There was a real Beatrice in Dante’s life, but no one seems to know for sure whether the beautiful, possibly incorporeal Laura, who haunts and infuses Petrarch’s sonnets and canzoni in often intricate ways, actually existed. Larousse proposes one of two possible family names (de Noves or de Sade), which only deepens the mystery. The possibility exists that Petrarch’s Laura is a counterpart of Julia and Silvia and the whole sisterhood of imaginary ladies poets have sung since the days of Eléanor d’Aquitaine. It’s certain that Petrarch has a lot of sober verbal fun with her name, not indulged in to elicit laughs (witness Sonetto 5, which puns on a Latinized form of it in the text: Laureta), which makes me suspect her existence as what is known in poetic parlance as a conceit. One begins to wonder if the word games here and elsewhere all over these sonnets aren’t closer to their central meaning than what we usually focus on, the dramatic emotionalism of the language; if that is what we are meant to admire most in these sonnets.

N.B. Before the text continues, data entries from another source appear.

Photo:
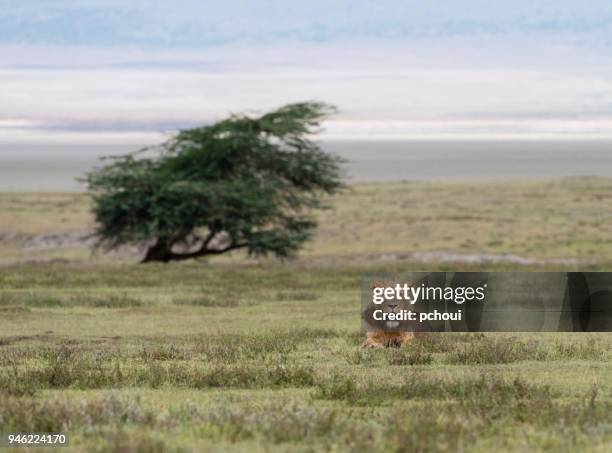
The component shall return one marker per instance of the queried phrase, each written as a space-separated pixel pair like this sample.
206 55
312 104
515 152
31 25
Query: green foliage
243 182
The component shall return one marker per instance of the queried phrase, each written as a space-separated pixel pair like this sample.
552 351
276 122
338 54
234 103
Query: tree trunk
159 252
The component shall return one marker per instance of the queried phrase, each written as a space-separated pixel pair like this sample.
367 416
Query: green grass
232 355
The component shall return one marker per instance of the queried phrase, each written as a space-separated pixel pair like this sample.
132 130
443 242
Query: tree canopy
243 182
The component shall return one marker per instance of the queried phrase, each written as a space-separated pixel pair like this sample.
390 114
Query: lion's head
374 314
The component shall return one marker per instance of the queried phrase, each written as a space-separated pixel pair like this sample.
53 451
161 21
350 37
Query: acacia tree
243 182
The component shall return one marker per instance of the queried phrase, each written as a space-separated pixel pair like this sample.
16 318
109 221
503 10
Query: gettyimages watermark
488 302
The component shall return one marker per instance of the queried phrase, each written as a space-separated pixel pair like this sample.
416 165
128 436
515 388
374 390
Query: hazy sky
106 70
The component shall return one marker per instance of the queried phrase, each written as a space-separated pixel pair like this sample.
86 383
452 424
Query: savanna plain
234 354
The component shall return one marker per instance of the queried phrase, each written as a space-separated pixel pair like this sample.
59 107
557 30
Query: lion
385 333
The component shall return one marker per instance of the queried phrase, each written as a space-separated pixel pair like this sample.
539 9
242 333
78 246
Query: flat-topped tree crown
243 182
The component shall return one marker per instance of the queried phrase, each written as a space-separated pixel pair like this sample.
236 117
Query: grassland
233 355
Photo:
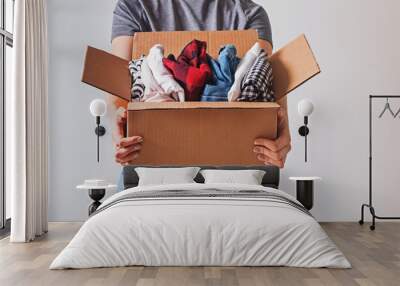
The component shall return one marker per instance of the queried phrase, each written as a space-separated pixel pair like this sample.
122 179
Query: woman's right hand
127 148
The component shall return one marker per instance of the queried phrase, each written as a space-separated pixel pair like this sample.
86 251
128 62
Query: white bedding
200 232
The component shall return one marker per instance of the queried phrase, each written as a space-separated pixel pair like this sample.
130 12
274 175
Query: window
6 64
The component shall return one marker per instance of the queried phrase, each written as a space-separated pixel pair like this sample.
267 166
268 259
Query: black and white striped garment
257 83
135 68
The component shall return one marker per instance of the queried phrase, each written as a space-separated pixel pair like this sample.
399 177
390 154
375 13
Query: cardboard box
198 133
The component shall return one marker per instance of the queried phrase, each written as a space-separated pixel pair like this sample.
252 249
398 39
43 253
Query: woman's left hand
274 152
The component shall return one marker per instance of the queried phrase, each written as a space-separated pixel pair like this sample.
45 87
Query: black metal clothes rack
370 204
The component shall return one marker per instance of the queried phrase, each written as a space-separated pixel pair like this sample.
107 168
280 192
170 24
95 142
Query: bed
201 224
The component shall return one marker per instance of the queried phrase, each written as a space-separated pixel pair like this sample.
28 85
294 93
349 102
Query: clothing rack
370 204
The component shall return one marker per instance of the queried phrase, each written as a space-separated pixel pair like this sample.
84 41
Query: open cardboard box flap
200 133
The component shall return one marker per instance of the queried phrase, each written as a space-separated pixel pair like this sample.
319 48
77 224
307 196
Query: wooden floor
375 257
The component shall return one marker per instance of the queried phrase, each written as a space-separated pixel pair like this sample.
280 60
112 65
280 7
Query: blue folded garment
223 74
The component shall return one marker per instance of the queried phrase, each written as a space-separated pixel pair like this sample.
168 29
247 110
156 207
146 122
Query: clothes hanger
397 113
387 107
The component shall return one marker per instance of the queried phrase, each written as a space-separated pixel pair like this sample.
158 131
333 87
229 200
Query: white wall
357 45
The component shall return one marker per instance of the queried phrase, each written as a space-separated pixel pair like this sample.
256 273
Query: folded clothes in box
200 133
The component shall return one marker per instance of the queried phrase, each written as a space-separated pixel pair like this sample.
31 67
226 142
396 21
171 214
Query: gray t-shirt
132 16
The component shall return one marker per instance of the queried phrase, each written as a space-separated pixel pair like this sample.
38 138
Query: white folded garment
162 76
244 66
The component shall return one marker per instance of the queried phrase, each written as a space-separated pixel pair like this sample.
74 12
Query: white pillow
166 176
247 177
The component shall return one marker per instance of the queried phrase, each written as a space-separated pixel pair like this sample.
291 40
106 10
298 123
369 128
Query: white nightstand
97 190
305 190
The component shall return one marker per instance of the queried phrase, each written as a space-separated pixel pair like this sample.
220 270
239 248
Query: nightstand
305 190
97 190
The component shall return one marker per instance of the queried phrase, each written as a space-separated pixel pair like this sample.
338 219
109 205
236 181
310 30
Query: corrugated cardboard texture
292 65
201 134
107 72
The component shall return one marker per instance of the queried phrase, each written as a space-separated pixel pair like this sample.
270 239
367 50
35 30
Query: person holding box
131 16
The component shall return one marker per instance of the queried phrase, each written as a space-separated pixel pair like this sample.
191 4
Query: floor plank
375 257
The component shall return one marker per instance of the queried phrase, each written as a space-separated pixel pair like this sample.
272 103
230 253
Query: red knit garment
191 69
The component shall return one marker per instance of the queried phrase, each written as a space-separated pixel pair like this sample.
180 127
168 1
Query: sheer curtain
28 138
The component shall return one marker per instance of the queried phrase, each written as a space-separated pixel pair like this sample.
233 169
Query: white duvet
200 232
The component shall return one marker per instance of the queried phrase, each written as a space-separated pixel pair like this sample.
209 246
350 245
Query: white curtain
27 117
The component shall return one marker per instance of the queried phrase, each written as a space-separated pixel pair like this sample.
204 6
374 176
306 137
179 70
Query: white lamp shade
305 107
98 107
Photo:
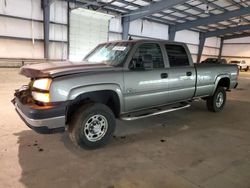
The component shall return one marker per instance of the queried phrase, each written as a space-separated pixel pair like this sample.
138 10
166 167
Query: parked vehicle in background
214 61
242 65
126 80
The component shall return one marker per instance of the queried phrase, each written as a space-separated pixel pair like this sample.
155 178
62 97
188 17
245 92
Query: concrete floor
188 148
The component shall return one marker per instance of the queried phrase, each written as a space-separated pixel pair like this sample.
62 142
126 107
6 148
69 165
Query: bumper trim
45 125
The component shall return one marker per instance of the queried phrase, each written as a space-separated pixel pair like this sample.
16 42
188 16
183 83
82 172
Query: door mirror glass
147 61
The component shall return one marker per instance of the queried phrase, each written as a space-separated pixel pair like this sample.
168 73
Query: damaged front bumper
42 119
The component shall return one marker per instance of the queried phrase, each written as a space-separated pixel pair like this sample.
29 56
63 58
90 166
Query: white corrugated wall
20 37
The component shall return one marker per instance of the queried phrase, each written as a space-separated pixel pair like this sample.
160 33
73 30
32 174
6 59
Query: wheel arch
222 81
110 96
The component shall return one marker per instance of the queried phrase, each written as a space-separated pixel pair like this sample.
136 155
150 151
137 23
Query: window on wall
150 51
177 55
87 30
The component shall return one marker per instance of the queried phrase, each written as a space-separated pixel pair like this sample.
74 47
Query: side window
149 54
177 55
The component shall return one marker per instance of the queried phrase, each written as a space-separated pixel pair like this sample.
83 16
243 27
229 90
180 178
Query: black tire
214 103
92 115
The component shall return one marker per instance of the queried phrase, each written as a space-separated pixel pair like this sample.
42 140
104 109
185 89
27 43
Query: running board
131 118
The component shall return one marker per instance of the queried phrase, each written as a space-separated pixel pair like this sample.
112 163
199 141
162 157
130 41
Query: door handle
164 75
189 73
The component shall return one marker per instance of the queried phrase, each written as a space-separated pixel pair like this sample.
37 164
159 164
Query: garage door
87 29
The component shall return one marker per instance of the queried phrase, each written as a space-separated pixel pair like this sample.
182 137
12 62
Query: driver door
146 82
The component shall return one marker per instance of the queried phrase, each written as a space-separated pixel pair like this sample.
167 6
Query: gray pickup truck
124 79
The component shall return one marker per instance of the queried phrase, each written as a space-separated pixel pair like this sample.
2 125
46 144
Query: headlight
42 84
42 97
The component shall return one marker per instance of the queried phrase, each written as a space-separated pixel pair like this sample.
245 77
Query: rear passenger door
145 87
181 74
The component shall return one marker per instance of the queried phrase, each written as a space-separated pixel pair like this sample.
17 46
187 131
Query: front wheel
217 102
92 126
247 69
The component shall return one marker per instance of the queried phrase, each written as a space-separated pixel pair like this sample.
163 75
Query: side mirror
147 61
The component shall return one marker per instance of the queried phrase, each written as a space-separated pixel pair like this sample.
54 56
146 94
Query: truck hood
55 69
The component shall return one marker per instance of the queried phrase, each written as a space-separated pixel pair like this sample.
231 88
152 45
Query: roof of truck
143 40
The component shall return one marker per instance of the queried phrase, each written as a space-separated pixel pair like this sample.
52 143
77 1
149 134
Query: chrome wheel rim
95 128
219 100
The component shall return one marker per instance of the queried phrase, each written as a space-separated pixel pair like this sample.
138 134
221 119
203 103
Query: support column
221 46
171 33
125 28
202 39
46 22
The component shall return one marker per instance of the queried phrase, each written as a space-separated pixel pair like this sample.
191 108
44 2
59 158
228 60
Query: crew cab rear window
151 49
177 55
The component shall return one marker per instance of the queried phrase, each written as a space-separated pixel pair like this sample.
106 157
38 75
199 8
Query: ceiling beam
152 8
212 19
226 31
237 36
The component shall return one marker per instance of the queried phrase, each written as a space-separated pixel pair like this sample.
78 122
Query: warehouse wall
151 30
237 49
21 30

But this would be to deny the profound feeling and wealth of nuance in these beautiful poems. What I’ve tried to find is a spare musical style to mirror, as best I could, their exquisite balance between emotion and elegant construction. In this context it doesn’t matter whether Laura actually existed. She exists now as indubitably as Bernini’s Daphne at the Villa Borghese in Rome, caught in stone as she turns into a laurel tree.